Encouraged by Wilbur’s jaded German psychologist Dr Horst (Mads Mikkelsen) and his slightly loopy, not to mention lovestruck therapy nurse (Julia Davis), Harbour decides Wilbur needs a girlfriend. But it’s Harbour’s bachelor existence that gets unexpectedly cut short, as he falls for and marries Alice (Shirley Henderson), a timid single mother who works as a hospital cleaner, visiting the shop to sell books left by patients. She and daughter Mary (Lisa McKinlay) move in and this unusual family unit gets closer, perhaps too close between Wilbur and Alice, but then Harbour discovers something terrible …

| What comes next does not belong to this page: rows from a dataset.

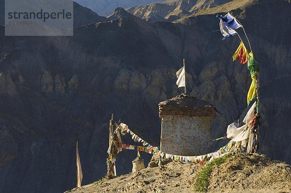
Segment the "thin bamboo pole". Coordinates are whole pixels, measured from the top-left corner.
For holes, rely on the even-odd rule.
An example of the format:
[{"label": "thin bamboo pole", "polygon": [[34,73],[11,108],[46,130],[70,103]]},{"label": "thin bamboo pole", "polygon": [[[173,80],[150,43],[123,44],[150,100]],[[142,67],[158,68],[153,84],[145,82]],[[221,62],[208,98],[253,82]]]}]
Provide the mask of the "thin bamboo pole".
[{"label": "thin bamboo pole", "polygon": [[77,163],[77,183],[76,187],[78,188],[78,158],[77,157],[77,150],[78,149],[78,141],[77,141],[77,146],[76,147],[76,162]]},{"label": "thin bamboo pole", "polygon": [[185,68],[185,59],[183,59],[183,64],[184,64],[184,74],[185,75],[185,94],[187,94],[187,90],[186,88],[186,69]]}]

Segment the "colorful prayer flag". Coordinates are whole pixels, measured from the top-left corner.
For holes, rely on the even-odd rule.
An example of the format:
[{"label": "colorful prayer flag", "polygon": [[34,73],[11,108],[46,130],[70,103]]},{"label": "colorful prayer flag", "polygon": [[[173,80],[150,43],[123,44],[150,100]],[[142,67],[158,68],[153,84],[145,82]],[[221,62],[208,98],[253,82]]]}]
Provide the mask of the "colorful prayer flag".
[{"label": "colorful prayer flag", "polygon": [[249,54],[249,58],[247,63],[247,68],[250,70],[251,76],[252,76],[252,83],[247,94],[247,105],[257,98],[257,81],[258,80],[256,75],[259,72],[259,63],[254,59],[253,52],[251,52]]},{"label": "colorful prayer flag", "polygon": [[255,76],[257,75],[259,71],[259,63],[254,59],[254,55],[252,52],[251,52],[249,55],[249,57],[247,62],[247,68],[251,71],[252,79],[256,80]]},{"label": "colorful prayer flag", "polygon": [[243,42],[241,42],[240,46],[239,46],[239,47],[232,56],[232,59],[234,61],[237,60],[240,61],[241,64],[245,64],[247,63],[248,57],[249,54],[246,50],[246,48],[245,48],[244,44],[243,44]]},{"label": "colorful prayer flag", "polygon": [[249,105],[253,100],[257,98],[257,80],[253,80],[247,94],[247,105]]}]

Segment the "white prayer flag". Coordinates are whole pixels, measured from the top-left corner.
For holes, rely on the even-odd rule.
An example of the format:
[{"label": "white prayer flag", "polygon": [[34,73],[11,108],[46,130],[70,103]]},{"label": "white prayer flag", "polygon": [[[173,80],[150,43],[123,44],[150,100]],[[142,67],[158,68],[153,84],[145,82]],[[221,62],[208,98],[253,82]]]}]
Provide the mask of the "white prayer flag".
[{"label": "white prayer flag", "polygon": [[222,35],[224,36],[223,40],[224,40],[226,37],[228,37],[237,34],[237,32],[235,30],[229,28],[222,21],[222,20],[220,20],[220,32],[221,32],[221,33],[222,33]]},{"label": "white prayer flag", "polygon": [[185,72],[185,68],[184,66],[182,67],[182,68],[176,73],[176,75],[178,78],[176,84],[178,86],[178,88],[185,87],[185,75],[186,73]]},{"label": "white prayer flag", "polygon": [[77,143],[77,187],[81,188],[82,184],[82,180],[83,179],[83,173],[82,172],[82,167],[81,167],[81,162],[80,161],[80,157],[78,150],[78,142]]}]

The darkness of the laughter is balanced by characters suffused with so much tenderness that failing to enjoy this film is impossible. Individual motivation is often cloudy but this is part of the fun. Why is Wilbur suicidal? Why is Harbour so unrelentingly good, Rawlins playing it engagingly straight as a steady foil to his more capricious brother. Similarly, Henderson is a gifted actress capable of far broader emotional range than displayed here, but she is perfectly cast as the mousy yet attractive Alice. And the support roles are finely judged, particularly the slowly thawing Horst, compounding the feeling of an isolated world like ours, but thankfully, not quite.

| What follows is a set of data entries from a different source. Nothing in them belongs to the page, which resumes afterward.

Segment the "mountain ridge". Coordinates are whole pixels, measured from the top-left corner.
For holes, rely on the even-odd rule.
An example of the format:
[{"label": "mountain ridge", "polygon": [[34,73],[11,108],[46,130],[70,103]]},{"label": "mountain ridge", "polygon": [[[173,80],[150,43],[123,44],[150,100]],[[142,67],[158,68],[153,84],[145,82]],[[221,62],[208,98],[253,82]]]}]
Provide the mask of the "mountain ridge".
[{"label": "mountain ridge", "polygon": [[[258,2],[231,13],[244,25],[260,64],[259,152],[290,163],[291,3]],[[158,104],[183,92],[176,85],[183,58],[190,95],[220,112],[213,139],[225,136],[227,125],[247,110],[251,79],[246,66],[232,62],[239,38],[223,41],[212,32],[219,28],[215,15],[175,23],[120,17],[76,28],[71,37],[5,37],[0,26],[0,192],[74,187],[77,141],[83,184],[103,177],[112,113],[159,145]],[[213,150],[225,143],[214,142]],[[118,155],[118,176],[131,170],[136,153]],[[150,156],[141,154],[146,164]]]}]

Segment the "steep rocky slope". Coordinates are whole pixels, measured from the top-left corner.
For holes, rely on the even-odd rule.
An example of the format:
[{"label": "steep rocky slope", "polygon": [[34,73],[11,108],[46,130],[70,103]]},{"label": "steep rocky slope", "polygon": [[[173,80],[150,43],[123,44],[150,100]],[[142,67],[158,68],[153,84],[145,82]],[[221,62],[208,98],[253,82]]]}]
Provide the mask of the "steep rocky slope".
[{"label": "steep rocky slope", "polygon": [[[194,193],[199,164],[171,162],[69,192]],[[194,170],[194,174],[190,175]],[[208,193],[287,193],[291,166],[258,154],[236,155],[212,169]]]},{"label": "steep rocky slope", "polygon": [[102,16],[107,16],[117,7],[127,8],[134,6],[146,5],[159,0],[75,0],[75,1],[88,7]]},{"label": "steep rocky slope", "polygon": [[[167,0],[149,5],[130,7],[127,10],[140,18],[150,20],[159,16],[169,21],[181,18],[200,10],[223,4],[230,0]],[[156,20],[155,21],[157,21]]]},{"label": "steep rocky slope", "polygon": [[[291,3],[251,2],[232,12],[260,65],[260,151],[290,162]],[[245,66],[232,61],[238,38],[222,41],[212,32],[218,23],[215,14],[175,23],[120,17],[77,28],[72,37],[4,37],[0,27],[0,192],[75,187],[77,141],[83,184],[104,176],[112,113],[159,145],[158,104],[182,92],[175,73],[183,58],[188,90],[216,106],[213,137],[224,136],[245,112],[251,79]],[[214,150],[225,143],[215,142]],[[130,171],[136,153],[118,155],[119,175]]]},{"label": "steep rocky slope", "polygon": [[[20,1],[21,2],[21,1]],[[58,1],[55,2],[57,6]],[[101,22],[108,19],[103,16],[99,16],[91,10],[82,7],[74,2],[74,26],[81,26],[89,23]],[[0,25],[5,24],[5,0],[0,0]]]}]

Wilbur however, hinges on the one man everyone else revolves around. In the central role, and as he showed in One Last Chance, Sives is eminently capable of playing angry yet vulnerable, sad but roguishly handsome. He is a minor danger to the kids he teaches as a nursery nurse and largely resists female advances, but everyone is inescapably attracted to him, even Alice who knows she’s onto a good thing with the worthy Harbour. By rights Sives should have a big future, though whether as a character actor or leading man remains to be seen. If Wilbur Wants To Kill Himself is the proof of what a British comedy can be with a Scandinavian sensibility, then more of this soon please.